DEUX

19.2K 1.2K 224
                                    

Je marche en traînant ma valise derrière moi en direction de l'arrêt de bus qui est censé m'emmener chez moi. Je regarde autour de moi, observant la ville. Il fait chaud, il y a du soleil, et les gens marchent sans se retourner sur mon chemin, sans me fixer comme une pauvre bête. Je suis enfin libre, et anonyme. Personne ne me connaît, personne ne connaît mon histoire.

Le bus arrive, et je monte en mettant la musique dans mes oreilles. Je regarde dehors durant tout le trajet, sans vraiment m'attarder sur le paysage. Je me demande ce que ça va être au lycée. Je vais faire ma rentrée comme étant la nouvelle, l'inconnue qui ne parle pas, c'est sûr. La rentrée, c'est dans une semaine. Je vais entamer ma dernière année de lycée, sans savoir quoi faire plus tard. Je me sens un peu nulle pour ça, un peu nulle pour la vie. Et paumée. Je n'ai plus de motivation pour rien. En fait... je ne sers pas à grand chose. Je suis là sans être là, juste un humain de plus sur Terre. On m'a déjà dit que les pensée négatives m'étaient néfastes. C'est drôle, je ne vis que de ça, et pourtant je suis encore là.

Je soupire, puis le bus s'arrête. Je descends en vérifiant l'adresse sur mon portable. C'est tout près. Je continue le chemin en marchant. Ce sont plusieurs appartements, et le mien est celui au dernier étage. Il est bien placé ça c'est sûr. La mer en face et le centre ville juste à côté...

Je monte les escaliers en silence, et ouvre la porte. Je reste bouche bée.

Cet appartement est immense. Il est magnifique. Assez moderne et épuré, de grandes baies vitrées s'ouvrent sur une terrasse et un balcon avec une vue directe sur la mer. Tout est incroyablement grand et lumineux. J'en reste sans voix. Mais qu'est ce que je vais bien pouvoir faire seule ici ?

Le soir venu, je me retourne dans mon nouveau lit, et cherche une bonne position pendant environ trente minutes avant de parvenir enfin à m'endormir.

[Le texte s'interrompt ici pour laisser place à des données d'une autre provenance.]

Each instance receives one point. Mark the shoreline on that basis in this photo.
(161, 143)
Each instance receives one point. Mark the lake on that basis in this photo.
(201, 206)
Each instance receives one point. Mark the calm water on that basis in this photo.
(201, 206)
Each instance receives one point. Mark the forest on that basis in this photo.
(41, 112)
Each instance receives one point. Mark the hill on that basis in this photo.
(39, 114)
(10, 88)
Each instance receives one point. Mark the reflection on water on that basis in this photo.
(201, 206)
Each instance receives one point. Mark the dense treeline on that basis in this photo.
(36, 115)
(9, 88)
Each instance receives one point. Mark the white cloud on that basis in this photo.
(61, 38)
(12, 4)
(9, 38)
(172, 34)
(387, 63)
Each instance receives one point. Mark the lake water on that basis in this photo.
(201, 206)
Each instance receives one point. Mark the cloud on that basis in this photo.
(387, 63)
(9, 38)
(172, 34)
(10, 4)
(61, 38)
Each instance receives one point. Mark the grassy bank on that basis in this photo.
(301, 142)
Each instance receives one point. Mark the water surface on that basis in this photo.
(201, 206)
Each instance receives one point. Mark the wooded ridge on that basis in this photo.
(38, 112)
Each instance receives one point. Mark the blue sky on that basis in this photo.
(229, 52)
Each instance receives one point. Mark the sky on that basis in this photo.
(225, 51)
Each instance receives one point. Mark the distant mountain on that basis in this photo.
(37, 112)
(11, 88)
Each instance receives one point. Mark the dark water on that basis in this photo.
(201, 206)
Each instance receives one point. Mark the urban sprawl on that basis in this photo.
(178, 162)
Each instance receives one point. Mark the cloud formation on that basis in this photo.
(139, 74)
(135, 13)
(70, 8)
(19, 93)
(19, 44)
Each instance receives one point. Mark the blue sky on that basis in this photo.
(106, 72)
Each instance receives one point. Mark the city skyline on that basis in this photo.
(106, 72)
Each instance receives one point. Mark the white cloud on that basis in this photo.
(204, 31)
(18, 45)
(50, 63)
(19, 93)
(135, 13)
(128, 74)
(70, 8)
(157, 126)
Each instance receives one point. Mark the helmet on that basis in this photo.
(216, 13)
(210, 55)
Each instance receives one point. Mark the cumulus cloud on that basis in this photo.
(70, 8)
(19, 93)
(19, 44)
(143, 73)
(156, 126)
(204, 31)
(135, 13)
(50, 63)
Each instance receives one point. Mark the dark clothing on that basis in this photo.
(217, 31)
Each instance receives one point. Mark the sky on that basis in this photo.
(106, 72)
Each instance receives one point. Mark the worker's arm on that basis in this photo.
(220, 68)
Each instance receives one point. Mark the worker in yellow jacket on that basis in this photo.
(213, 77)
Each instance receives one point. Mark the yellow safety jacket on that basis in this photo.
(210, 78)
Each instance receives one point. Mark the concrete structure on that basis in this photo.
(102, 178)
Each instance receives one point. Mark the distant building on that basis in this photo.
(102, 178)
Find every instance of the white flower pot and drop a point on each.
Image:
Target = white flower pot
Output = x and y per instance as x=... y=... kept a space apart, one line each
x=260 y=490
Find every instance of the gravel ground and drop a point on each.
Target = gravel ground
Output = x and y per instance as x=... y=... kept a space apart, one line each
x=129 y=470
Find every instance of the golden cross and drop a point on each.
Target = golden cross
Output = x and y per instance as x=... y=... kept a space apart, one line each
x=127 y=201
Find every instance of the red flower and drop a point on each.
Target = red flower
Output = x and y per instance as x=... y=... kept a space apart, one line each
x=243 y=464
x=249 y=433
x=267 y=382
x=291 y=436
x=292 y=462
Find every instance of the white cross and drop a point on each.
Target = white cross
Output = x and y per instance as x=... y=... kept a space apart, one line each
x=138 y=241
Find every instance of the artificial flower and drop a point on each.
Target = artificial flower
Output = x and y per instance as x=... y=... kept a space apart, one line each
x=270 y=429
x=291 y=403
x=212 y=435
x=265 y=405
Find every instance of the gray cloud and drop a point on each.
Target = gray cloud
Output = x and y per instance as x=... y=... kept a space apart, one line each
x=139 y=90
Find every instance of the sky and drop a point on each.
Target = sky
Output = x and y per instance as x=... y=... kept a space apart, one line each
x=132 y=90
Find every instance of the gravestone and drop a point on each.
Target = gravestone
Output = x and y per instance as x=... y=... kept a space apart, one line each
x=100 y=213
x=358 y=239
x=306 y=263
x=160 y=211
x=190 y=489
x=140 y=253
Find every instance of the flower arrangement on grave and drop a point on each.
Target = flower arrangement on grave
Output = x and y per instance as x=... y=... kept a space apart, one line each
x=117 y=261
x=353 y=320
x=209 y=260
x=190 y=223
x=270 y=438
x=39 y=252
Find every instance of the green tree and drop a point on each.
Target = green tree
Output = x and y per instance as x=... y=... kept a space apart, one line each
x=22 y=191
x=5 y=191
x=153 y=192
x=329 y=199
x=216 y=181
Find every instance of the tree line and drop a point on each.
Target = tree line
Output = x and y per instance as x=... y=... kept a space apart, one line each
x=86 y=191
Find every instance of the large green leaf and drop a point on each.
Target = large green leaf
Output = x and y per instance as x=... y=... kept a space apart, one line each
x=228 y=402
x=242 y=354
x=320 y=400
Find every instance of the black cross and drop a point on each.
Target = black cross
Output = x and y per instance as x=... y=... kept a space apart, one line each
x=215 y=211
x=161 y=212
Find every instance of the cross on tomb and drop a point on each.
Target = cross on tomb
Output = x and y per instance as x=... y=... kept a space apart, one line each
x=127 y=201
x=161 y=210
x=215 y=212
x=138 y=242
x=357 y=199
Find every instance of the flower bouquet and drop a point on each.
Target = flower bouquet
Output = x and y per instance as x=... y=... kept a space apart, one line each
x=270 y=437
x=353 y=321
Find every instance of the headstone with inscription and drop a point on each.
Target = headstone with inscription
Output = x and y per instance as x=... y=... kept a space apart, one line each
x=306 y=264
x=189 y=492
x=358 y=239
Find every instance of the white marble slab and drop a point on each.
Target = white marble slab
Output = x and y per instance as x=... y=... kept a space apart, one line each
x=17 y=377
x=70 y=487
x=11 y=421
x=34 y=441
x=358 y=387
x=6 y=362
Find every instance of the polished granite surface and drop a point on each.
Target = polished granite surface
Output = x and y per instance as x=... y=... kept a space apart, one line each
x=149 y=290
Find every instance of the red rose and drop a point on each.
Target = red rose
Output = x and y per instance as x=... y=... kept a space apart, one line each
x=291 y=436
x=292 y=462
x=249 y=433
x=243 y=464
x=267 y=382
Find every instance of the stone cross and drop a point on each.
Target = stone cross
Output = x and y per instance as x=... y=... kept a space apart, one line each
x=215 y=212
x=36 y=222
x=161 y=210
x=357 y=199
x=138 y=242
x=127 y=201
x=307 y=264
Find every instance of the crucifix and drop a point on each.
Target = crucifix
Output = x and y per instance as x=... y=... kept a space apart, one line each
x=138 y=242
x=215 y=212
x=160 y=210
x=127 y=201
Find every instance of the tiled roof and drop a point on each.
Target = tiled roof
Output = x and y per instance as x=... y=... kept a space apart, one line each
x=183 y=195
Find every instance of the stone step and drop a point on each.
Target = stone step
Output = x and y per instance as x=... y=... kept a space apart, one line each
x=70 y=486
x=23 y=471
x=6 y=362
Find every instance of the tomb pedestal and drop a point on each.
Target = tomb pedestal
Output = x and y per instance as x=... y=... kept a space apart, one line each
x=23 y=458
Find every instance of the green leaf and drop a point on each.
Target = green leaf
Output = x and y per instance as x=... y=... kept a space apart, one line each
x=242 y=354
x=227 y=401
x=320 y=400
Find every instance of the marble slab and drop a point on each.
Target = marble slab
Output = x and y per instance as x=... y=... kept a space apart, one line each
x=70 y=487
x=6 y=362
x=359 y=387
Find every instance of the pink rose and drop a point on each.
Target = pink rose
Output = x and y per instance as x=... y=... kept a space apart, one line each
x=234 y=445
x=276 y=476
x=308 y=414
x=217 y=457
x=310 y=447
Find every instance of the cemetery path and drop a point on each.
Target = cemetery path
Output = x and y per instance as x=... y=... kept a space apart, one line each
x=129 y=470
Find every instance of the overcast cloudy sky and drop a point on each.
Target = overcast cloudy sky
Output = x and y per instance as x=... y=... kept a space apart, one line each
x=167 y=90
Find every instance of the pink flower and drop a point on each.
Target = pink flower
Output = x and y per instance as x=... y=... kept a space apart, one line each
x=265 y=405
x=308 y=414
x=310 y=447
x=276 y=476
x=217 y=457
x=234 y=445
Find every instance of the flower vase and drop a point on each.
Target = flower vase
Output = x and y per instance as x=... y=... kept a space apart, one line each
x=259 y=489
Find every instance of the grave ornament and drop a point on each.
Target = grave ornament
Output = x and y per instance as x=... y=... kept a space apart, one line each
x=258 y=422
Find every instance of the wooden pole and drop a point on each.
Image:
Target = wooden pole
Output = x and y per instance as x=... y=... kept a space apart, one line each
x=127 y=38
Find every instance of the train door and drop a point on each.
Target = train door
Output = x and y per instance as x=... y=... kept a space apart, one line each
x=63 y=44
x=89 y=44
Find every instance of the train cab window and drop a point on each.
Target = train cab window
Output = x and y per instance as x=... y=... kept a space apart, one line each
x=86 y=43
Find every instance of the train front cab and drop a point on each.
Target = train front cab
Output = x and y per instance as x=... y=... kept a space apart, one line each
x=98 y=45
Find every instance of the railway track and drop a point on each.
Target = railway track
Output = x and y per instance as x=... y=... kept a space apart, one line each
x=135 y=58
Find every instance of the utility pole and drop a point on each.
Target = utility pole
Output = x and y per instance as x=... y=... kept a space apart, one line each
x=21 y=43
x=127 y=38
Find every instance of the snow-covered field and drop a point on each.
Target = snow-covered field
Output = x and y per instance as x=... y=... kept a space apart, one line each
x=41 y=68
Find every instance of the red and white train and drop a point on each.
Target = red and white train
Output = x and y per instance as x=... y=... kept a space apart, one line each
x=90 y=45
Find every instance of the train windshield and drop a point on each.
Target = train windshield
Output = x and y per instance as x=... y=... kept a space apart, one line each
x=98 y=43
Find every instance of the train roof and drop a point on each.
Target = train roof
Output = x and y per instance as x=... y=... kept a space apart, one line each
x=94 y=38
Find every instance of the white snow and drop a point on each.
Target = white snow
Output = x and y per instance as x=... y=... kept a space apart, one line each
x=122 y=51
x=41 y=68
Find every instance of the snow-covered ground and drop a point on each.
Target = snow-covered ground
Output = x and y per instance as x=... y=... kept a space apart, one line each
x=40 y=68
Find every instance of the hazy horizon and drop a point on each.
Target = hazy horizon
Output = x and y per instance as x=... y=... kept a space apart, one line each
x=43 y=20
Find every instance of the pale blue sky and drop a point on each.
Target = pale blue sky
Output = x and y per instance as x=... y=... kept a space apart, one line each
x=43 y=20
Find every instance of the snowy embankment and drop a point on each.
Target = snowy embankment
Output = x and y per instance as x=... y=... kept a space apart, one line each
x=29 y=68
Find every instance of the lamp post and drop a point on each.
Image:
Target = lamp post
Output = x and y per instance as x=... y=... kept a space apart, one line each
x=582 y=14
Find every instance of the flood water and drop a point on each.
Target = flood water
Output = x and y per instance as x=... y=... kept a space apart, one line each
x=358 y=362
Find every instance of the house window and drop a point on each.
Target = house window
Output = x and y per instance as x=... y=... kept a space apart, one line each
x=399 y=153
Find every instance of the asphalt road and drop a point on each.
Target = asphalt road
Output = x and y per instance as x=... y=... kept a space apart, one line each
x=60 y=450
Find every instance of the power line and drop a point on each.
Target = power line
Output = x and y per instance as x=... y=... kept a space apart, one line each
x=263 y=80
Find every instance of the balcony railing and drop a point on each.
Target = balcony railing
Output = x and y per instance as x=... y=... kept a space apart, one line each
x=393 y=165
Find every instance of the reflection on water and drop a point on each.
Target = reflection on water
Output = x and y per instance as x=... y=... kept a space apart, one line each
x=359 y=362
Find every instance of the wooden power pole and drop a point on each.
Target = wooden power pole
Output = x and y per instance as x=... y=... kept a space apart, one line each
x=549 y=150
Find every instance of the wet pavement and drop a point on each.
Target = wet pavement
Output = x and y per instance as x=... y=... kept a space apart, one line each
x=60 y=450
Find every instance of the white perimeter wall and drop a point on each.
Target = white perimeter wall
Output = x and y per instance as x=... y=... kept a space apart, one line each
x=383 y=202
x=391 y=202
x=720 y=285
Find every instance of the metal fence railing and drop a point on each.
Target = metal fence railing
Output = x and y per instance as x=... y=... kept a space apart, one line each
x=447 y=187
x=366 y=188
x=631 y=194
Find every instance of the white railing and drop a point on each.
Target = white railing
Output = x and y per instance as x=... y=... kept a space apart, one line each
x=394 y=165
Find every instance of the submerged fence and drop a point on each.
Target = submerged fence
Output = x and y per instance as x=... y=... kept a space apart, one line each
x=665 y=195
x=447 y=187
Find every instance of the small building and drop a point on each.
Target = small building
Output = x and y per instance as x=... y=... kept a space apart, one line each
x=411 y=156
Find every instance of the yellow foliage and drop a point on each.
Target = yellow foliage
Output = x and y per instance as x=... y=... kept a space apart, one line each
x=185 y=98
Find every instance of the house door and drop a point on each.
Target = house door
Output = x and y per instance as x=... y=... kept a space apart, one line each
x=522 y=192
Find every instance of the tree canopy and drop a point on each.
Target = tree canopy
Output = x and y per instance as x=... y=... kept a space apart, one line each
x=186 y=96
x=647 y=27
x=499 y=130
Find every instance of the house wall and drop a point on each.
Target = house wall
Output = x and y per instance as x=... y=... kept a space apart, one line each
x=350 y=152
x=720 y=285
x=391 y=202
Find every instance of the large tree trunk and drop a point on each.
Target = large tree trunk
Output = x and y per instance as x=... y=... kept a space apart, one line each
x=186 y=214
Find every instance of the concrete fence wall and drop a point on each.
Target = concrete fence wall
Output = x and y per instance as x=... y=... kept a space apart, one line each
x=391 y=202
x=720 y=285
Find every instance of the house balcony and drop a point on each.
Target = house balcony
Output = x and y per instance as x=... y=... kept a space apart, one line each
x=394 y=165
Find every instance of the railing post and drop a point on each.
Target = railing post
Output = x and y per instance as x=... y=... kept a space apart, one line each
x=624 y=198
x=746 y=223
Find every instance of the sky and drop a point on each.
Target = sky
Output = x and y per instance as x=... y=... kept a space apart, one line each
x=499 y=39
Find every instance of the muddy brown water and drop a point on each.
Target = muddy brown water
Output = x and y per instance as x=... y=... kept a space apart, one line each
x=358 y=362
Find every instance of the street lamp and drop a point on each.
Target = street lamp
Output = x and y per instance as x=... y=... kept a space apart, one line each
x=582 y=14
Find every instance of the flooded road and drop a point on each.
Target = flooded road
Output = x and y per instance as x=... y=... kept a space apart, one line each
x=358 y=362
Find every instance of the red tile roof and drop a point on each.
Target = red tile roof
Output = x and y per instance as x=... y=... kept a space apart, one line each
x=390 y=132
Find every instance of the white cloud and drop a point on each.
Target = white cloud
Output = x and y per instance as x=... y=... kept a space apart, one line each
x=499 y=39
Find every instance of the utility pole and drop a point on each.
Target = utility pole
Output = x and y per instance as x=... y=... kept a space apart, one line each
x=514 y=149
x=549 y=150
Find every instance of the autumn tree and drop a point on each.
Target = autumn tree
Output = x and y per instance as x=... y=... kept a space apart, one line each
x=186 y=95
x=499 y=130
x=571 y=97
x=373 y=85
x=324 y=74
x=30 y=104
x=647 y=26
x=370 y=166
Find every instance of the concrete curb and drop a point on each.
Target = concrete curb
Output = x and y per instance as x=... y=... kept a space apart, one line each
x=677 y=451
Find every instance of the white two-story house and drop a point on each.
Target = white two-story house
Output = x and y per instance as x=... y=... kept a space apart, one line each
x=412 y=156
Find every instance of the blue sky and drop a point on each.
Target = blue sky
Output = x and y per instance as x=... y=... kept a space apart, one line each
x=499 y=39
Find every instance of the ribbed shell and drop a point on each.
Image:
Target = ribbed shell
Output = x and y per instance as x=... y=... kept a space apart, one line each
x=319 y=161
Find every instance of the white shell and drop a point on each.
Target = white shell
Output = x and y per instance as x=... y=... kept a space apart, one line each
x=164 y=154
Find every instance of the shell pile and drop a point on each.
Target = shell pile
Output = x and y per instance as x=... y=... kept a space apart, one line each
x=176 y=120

Enfin, si on peut appeler ça dormir. Je me réveille d'un coup en sueur de mon lit, et en respirant difficilement. Je viens encore de faire ce cauchemar. Mon pire cauchemar, que je fais presque toutes les nuits, et qui me hante depuis cette nuit, qui repasse en boucle dans mon esprit, comme une torture incessante.

Je me lève en m'essuyant le front et vais prendre un verre d'eau dans la cuisine. Je reste là quelques minutes, mes mains trempées sur le visage.

Il fait nuit. Bien nuit. Et je peux voir la mer par la vitre qui mène à la terrasse. Je vais donc prendre un paquet de cigarettes sur la table à manger, et sors.

Je sens l'ai frais de la nuit me caresser doucement le visage, et je m'accoude au bord du balcon en sortant une cigarette. Le silence m'enfonce dans une torpeur nocturne à laquelle je suis habituée, mais le son des vagues la rend moins tiraillante. Peut-être qu'à force d'écouter la mer, je me noierai moins dans mon esprit.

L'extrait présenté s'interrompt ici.